Financial institutions widely estimate China's fixed-asset investment growth slowed to around 10 percent in 2015, and some of them predict the growth may recover in 2016 as the stimulating measures show effect gradually. Affected by contracting external demand, weak domestic demand and cyclical adjustment of the real estate market, China's investment growth slowdown has expanded month by month in 2015.
Private investment, which accounts for more than 60 percent of the total investment, has seen bigger slowdown. In the first eleven months, private investment growth dropped 7.7 percentage points from a year ago, showing that companies were reluctant to make investment. Ma Cihui, manager at Huarong Securities' research department, predicts investment growth in December would stay at the same level as a year earlier, leading the growth for 2015 to 10.2 percent.
Production overcapacity and higher financing costs have restrained investment in manufacturing industry and piled inventory has limited real estate investment recovery, says Jiang Chao, vice director of the research institute at Haitong Securities. He also predicts investment growth for 2015 would stand around 10 percent.
However, analysts hold divided opinions on outlook for the country's investment in 2016. Zhou Jingtong from the international finance research institute predicts China's investment growth is likely to continue to decline to about 8.5 percent in 2016.
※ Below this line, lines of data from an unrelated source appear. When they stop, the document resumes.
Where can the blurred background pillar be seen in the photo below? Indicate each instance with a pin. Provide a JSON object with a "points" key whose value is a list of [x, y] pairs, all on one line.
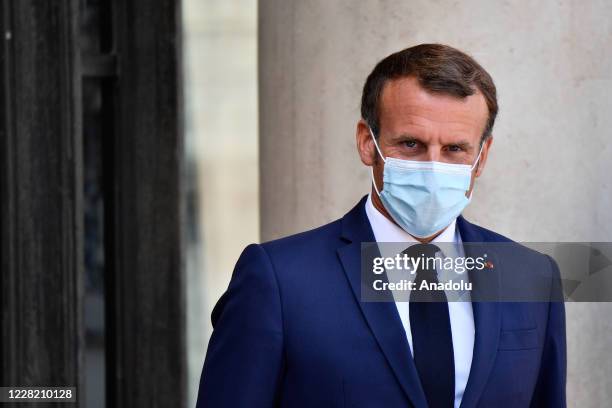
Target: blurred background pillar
{"points": [[548, 175]]}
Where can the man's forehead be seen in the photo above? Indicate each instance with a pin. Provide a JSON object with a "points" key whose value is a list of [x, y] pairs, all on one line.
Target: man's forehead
{"points": [[406, 104]]}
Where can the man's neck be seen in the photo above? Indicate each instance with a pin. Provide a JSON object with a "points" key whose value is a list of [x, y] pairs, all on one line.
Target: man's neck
{"points": [[381, 208]]}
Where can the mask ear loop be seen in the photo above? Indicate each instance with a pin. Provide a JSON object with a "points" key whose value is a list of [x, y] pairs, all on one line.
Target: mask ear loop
{"points": [[474, 166], [477, 158], [372, 167]]}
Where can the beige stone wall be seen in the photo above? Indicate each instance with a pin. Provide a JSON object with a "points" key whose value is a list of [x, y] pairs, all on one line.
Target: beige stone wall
{"points": [[548, 177]]}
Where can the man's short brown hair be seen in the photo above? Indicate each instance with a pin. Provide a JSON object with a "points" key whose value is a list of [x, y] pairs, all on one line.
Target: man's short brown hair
{"points": [[439, 69]]}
Meanwhile, some ore institutions are more positive and they believe the situation will improve in 2016. Zhang Yahan, president of the Investment Association of China, expects China's investment to rise more than 11 percent in 2016. He believes the measures China launched since the second half of 2014 to boost investment will gradually take effect in 2016, including accelerating financing and investment form, simplifying approval procedures, lowering ratios of investment to capital for some industries and encouraging financing through public-private-partnership (PPP). Zhang also says that manufacturing companies will continue to face lack of good investing opportunity and funds for investment in 2016.